In C++11 it is possible to determine if a variable of type A can be implicitly converted to type B by using std::is_convertible<A, B>
.
This works well if you actually know the types A and B, but all I have is type_infos. So what I'm looking for is a function like this:
bool myIsConvertible(const type_info& from, const type_info& to);
Is it possible to implement something like that in C++? If so, how?
It is not possible in portable C++ to do what you want.

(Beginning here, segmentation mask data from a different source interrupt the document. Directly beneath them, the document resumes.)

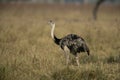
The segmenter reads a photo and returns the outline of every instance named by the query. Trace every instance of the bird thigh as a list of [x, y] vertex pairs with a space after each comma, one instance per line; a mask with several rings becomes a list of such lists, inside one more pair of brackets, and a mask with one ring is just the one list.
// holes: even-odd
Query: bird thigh
[[64, 52], [65, 52], [66, 64], [68, 65], [70, 50], [69, 50], [69, 48], [67, 46], [64, 46]]
[[79, 66], [80, 64], [79, 64], [79, 57], [78, 57], [78, 53], [76, 54], [75, 58], [76, 58], [76, 63], [77, 63], [77, 65]]

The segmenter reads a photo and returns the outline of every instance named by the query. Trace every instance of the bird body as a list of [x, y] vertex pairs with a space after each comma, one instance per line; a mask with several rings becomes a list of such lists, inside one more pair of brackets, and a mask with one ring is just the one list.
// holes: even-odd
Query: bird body
[[61, 38], [59, 45], [62, 49], [64, 49], [64, 46], [67, 46], [68, 49], [70, 50], [70, 53], [72, 53], [73, 55], [85, 51], [89, 52], [89, 49], [85, 44], [84, 39], [76, 34], [69, 34]]
[[66, 53], [67, 64], [69, 61], [68, 53], [72, 53], [73, 55], [76, 56], [76, 62], [77, 62], [77, 65], [79, 65], [78, 53], [87, 52], [88, 55], [90, 53], [85, 40], [76, 34], [68, 34], [67, 36], [59, 39], [54, 35], [55, 23], [53, 21], [49, 21], [49, 23], [52, 26], [51, 37], [54, 40], [54, 42], [57, 45], [59, 45]]

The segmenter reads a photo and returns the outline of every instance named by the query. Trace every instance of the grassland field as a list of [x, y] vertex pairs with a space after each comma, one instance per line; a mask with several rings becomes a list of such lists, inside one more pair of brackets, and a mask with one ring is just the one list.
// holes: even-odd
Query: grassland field
[[[0, 80], [120, 80], [120, 6], [102, 5], [98, 20], [93, 5], [0, 4]], [[55, 45], [48, 21], [61, 38], [82, 36], [90, 56], [70, 54]]]

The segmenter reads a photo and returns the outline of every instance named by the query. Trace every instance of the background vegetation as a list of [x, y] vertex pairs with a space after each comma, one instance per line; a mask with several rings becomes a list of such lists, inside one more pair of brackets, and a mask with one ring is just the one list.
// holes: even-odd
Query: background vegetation
[[[90, 5], [0, 5], [0, 80], [119, 80], [120, 10], [101, 6], [98, 20]], [[82, 36], [91, 55], [81, 53], [80, 67], [50, 36], [48, 20], [56, 22], [60, 38]]]

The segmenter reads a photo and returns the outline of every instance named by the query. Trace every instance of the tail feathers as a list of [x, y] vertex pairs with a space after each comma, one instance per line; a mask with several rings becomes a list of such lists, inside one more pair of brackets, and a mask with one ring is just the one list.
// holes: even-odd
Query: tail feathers
[[83, 45], [83, 48], [84, 48], [84, 51], [87, 52], [88, 55], [90, 55], [90, 50], [86, 44]]
[[88, 56], [90, 55], [90, 51], [89, 50], [87, 51], [87, 54], [88, 54]]

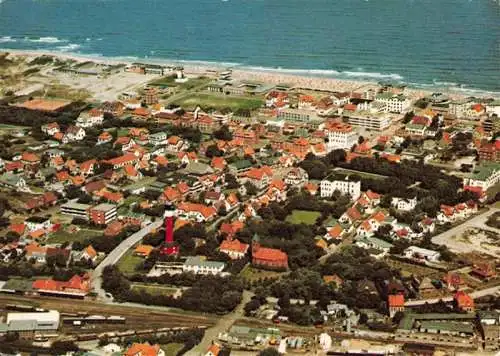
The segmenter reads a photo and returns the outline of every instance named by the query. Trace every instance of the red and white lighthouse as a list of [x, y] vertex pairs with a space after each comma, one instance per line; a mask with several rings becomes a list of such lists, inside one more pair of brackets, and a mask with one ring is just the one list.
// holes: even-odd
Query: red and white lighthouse
[[162, 255], [175, 256], [179, 254], [179, 246], [174, 241], [175, 207], [165, 206], [165, 244], [161, 248]]

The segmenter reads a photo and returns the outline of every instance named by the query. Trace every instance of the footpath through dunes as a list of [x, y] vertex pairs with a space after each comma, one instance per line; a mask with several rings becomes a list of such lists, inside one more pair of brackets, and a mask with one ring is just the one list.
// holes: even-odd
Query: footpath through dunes
[[107, 326], [110, 330], [149, 329], [167, 327], [211, 327], [218, 317], [191, 312], [178, 312], [142, 307], [124, 306], [120, 304], [104, 304], [95, 301], [64, 299], [55, 297], [24, 297], [18, 295], [0, 295], [0, 309], [6, 311], [7, 304], [31, 305], [43, 309], [54, 309], [60, 313], [88, 313], [89, 315], [122, 316], [126, 323]]

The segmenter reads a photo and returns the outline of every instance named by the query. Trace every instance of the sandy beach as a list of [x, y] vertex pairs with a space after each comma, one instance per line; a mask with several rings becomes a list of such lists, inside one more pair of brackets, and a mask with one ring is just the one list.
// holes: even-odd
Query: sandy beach
[[[107, 58], [107, 57], [93, 57], [73, 53], [61, 53], [61, 52], [49, 52], [49, 51], [23, 51], [23, 50], [2, 50], [3, 52], [8, 52], [11, 56], [21, 56], [26, 57], [29, 61], [41, 55], [54, 56], [64, 60], [74, 60], [77, 62], [92, 61], [99, 64], [107, 65], [117, 65], [117, 64], [131, 64], [135, 61], [140, 61], [142, 63], [151, 64], [162, 64], [178, 66], [182, 65], [187, 76], [199, 76], [204, 75], [209, 72], [222, 71], [230, 69], [232, 70], [232, 78], [235, 80], [254, 80], [265, 82], [269, 84], [288, 84], [293, 87], [312, 89], [312, 90], [325, 90], [325, 91], [338, 91], [338, 92], [351, 92], [357, 91], [362, 92], [369, 88], [376, 89], [379, 87], [378, 83], [375, 81], [363, 81], [363, 80], [345, 80], [332, 78], [327, 75], [315, 74], [315, 71], [311, 71], [311, 75], [298, 75], [294, 73], [283, 73], [279, 69], [267, 69], [262, 70], [252, 70], [246, 69], [245, 67], [230, 67], [224, 65], [223, 63], [218, 64], [198, 64], [197, 62], [175, 62], [162, 59], [136, 59], [132, 58]], [[293, 71], [292, 71], [293, 72]], [[438, 88], [433, 88], [433, 90], [425, 90], [419, 88], [408, 87], [406, 89], [406, 94], [412, 99], [423, 97], [436, 92]], [[451, 90], [443, 88], [439, 89], [439, 92], [446, 93], [453, 99], [463, 98], [470, 94], [468, 93], [457, 93]], [[489, 95], [496, 96], [497, 95]]]

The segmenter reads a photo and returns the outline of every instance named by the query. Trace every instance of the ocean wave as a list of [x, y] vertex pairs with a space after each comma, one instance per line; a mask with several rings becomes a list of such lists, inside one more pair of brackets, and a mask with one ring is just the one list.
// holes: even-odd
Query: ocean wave
[[81, 46], [76, 43], [69, 43], [64, 46], [57, 46], [56, 49], [60, 52], [71, 52], [71, 51], [76, 51], [79, 49]]
[[444, 85], [444, 86], [451, 86], [451, 87], [456, 87], [459, 85], [458, 83], [455, 83], [455, 82], [444, 82], [444, 81], [439, 81], [436, 79], [433, 79], [432, 82], [436, 85]]
[[372, 79], [393, 79], [393, 80], [403, 80], [403, 77], [396, 73], [378, 73], [378, 72], [340, 72], [340, 74], [346, 75], [353, 78], [372, 78]]
[[241, 66], [241, 69], [254, 70], [257, 72], [277, 72], [295, 75], [314, 75], [314, 76], [335, 76], [340, 72], [332, 69], [293, 69], [293, 68], [273, 68], [273, 67], [259, 67], [259, 66]]
[[0, 43], [8, 43], [8, 42], [17, 42], [17, 40], [15, 38], [10, 37], [10, 36], [0, 37]]
[[35, 43], [61, 43], [68, 42], [68, 40], [61, 40], [57, 37], [39, 37], [39, 38], [29, 38], [25, 37], [25, 41], [27, 42], [35, 42]]

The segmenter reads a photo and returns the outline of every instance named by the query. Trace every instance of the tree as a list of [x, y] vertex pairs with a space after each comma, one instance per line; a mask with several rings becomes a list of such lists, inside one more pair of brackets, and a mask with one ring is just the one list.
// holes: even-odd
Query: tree
[[267, 349], [259, 352], [259, 356], [279, 356], [280, 353], [274, 347], [268, 347]]
[[214, 138], [223, 141], [231, 141], [233, 139], [233, 134], [227, 125], [224, 125], [217, 131], [214, 131], [213, 136]]
[[208, 146], [205, 151], [205, 156], [207, 156], [208, 158], [222, 157], [223, 155], [224, 151], [219, 150], [219, 148], [215, 144]]
[[78, 350], [78, 345], [73, 341], [54, 341], [50, 347], [51, 353], [55, 353], [57, 355], [65, 354], [67, 352], [76, 352]]
[[255, 184], [249, 181], [245, 182], [245, 189], [247, 191], [247, 195], [256, 195], [258, 193], [258, 189]]
[[226, 187], [228, 189], [238, 189], [240, 187], [238, 180], [231, 173], [226, 173], [226, 175], [224, 176], [224, 181], [226, 182]]

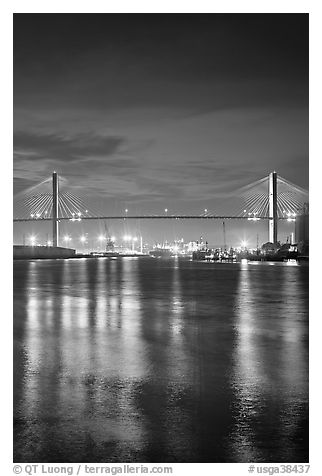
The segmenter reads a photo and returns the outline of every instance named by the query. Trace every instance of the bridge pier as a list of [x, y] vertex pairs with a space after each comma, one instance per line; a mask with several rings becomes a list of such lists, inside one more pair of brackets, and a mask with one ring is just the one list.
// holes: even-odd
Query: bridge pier
[[277, 243], [277, 173], [271, 172], [268, 178], [268, 241]]
[[53, 172], [53, 246], [58, 246], [59, 230], [58, 230], [58, 177]]

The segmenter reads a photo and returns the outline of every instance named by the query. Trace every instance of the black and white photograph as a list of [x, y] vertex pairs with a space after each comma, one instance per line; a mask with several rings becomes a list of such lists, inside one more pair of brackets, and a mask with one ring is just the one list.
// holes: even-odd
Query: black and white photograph
[[12, 14], [14, 472], [309, 471], [309, 17]]

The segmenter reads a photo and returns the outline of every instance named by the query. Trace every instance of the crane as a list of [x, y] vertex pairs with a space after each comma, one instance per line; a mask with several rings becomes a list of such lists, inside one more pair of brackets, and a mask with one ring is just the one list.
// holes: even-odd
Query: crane
[[104, 228], [105, 228], [105, 235], [106, 235], [105, 251], [112, 251], [114, 249], [114, 242], [110, 236], [109, 229], [107, 228], [106, 223], [104, 223]]

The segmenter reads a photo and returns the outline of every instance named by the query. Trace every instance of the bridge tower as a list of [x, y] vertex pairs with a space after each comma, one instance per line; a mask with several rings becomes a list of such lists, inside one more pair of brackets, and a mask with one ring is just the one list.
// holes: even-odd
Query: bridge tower
[[268, 177], [268, 241], [277, 243], [277, 173], [271, 172]]
[[53, 246], [58, 246], [58, 176], [53, 172]]

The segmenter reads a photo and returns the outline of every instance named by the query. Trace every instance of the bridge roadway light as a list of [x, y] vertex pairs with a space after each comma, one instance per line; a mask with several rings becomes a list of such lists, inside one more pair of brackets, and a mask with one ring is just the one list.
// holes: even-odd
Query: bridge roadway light
[[81, 240], [82, 243], [85, 243], [85, 241], [86, 241], [86, 236], [82, 235], [82, 236], [80, 237], [80, 240]]

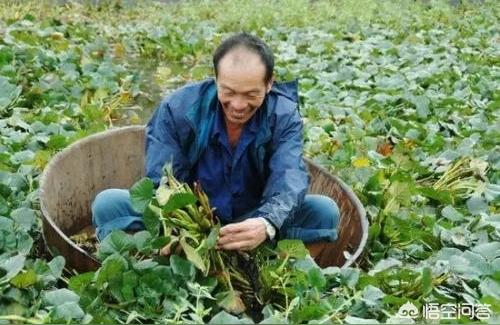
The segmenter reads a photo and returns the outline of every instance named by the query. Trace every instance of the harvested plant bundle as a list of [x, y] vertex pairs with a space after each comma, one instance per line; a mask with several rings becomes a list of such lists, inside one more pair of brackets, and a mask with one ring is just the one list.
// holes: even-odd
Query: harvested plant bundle
[[205, 276], [217, 278], [224, 288], [216, 295], [222, 308], [239, 314], [246, 309], [243, 301], [254, 306], [259, 301], [255, 290], [258, 274], [251, 280], [252, 275], [240, 271], [245, 264], [246, 270], [255, 272], [258, 268], [249, 266], [253, 259], [245, 253], [216, 249], [220, 223], [207, 195], [199, 184], [191, 189], [175, 179], [170, 169], [165, 171], [156, 191], [148, 178], [130, 190], [132, 204], [144, 212], [146, 228], [153, 234], [159, 234], [161, 229], [171, 252], [183, 252]]

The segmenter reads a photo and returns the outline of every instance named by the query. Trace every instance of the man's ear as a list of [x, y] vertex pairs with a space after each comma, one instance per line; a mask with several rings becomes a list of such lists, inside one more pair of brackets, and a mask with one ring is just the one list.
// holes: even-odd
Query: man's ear
[[271, 88], [273, 88], [273, 84], [274, 84], [274, 75], [271, 77], [271, 80], [269, 80], [269, 82], [267, 83], [267, 89], [266, 89], [266, 94], [269, 94], [269, 92], [271, 91]]

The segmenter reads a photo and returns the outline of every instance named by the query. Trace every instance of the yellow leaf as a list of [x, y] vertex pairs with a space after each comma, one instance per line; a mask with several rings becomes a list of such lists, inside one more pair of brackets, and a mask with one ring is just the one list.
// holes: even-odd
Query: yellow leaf
[[352, 161], [352, 165], [356, 168], [368, 167], [370, 166], [370, 159], [366, 157], [359, 157]]
[[130, 124], [141, 124], [142, 123], [142, 119], [136, 113], [131, 113], [128, 120], [129, 120]]
[[36, 152], [35, 157], [33, 158], [32, 164], [39, 170], [43, 170], [50, 158], [52, 157], [52, 153], [47, 150], [39, 150]]
[[113, 50], [114, 50], [115, 57], [120, 58], [120, 59], [125, 57], [125, 54], [126, 54], [125, 46], [123, 46], [122, 43], [115, 43]]

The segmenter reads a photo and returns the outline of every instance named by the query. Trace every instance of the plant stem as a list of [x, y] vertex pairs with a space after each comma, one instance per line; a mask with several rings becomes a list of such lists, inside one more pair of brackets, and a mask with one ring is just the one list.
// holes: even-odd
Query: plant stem
[[233, 270], [233, 272], [229, 273], [235, 280], [241, 282], [242, 284], [246, 286], [250, 286], [250, 283], [236, 270]]
[[288, 262], [288, 259], [290, 258], [290, 255], [286, 255], [285, 259], [283, 260], [283, 263], [278, 267], [276, 271], [281, 272], [283, 271], [283, 268], [285, 268], [286, 263]]
[[21, 323], [28, 323], [28, 324], [43, 324], [44, 322], [40, 319], [36, 318], [26, 318], [22, 317], [19, 315], [2, 315], [0, 316], [0, 320], [9, 320], [9, 321], [15, 321], [15, 322], [21, 322]]
[[353, 300], [355, 299], [359, 299], [361, 297], [361, 294], [363, 292], [362, 291], [358, 291], [357, 293], [355, 293], [352, 297], [350, 297], [349, 299], [345, 300], [339, 307], [337, 307], [330, 316], [328, 316], [327, 318], [323, 319], [321, 322], [319, 322], [318, 324], [324, 324], [326, 323], [327, 321], [331, 320], [332, 318], [336, 318], [336, 314], [341, 311], [344, 307], [346, 307], [348, 304], [350, 304]]
[[166, 236], [167, 232], [168, 232], [168, 227], [167, 227], [167, 223], [165, 222], [165, 219], [161, 220], [161, 225], [163, 227], [163, 236]]
[[229, 273], [226, 271], [226, 268], [224, 267], [224, 261], [222, 260], [222, 256], [219, 252], [215, 252], [215, 258], [216, 261], [219, 263], [220, 271], [224, 275], [224, 278], [226, 278], [227, 281], [227, 286], [231, 291], [233, 291], [233, 285], [231, 284], [231, 277], [229, 276]]

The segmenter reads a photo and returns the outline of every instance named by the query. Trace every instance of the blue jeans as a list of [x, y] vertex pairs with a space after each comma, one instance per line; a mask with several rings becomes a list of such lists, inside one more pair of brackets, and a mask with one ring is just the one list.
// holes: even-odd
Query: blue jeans
[[[323, 195], [306, 195], [292, 218], [283, 223], [279, 239], [301, 239], [305, 243], [337, 239], [339, 209], [335, 201]], [[142, 215], [132, 209], [128, 190], [108, 189], [92, 202], [92, 223], [99, 240], [115, 229], [143, 230]]]

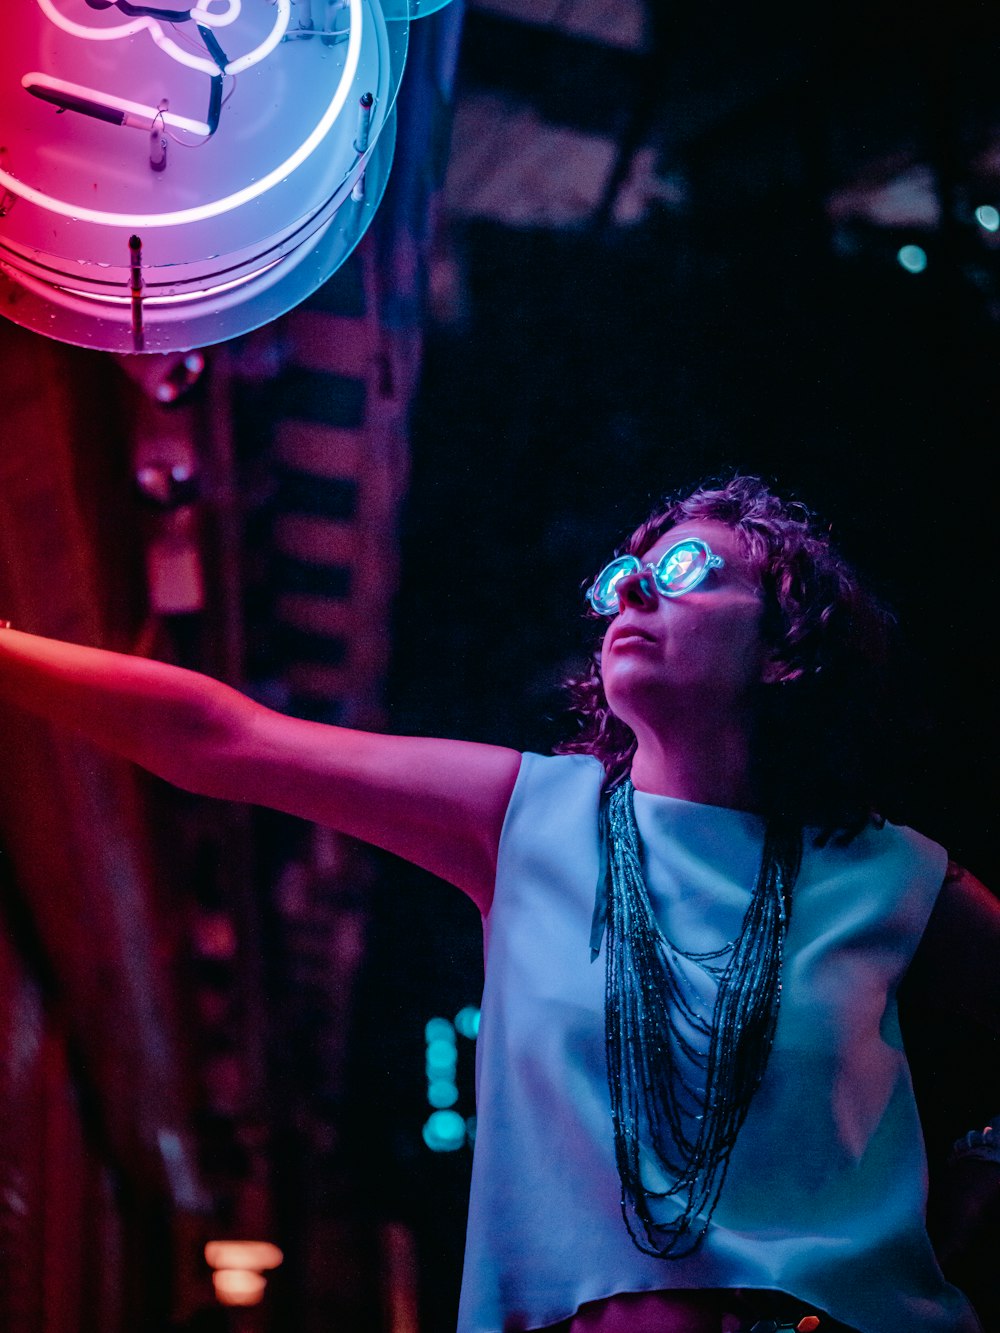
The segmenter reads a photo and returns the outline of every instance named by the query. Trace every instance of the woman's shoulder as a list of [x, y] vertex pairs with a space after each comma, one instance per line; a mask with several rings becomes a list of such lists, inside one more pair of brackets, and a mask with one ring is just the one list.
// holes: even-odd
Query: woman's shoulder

It may be possible to achieve a partial answer if you restrict yourself to a given platform. For example those platforms that adhere to the Itanium ABI will have an implementation of this function:
extern "C"
void* __dynamic_cast(const void *sub,
const abi::__class_type_info *src,
const abi::__class_type_info *dst,
std::ptrdiff_t src2dst_offset);
In this ABI, abi::__class_type_info
is a type derived from std::type_info
, and all std::type_info
s in the program have a dynamic type derived from std::type_info
(abi::__class_type_info
being just one example).
Using this ABI it is possible to build a tool that will navigate the inheritance hierarchy of any type (at run time), given its std::type_info
. And in doing so you could determine if two std::type_info
s represent two types that could be dynamic_cast
or even static_cast
to each other.
Note that such a solution would not take into account converting among types using a converting constructor or conversion operator. And even if that restriction is acceptable, I don't recommend this route. This is not an easy project, and would be very error prone. But this is probably how your C++ implementation implements dynamic_cast
, so it is obviously not impossible.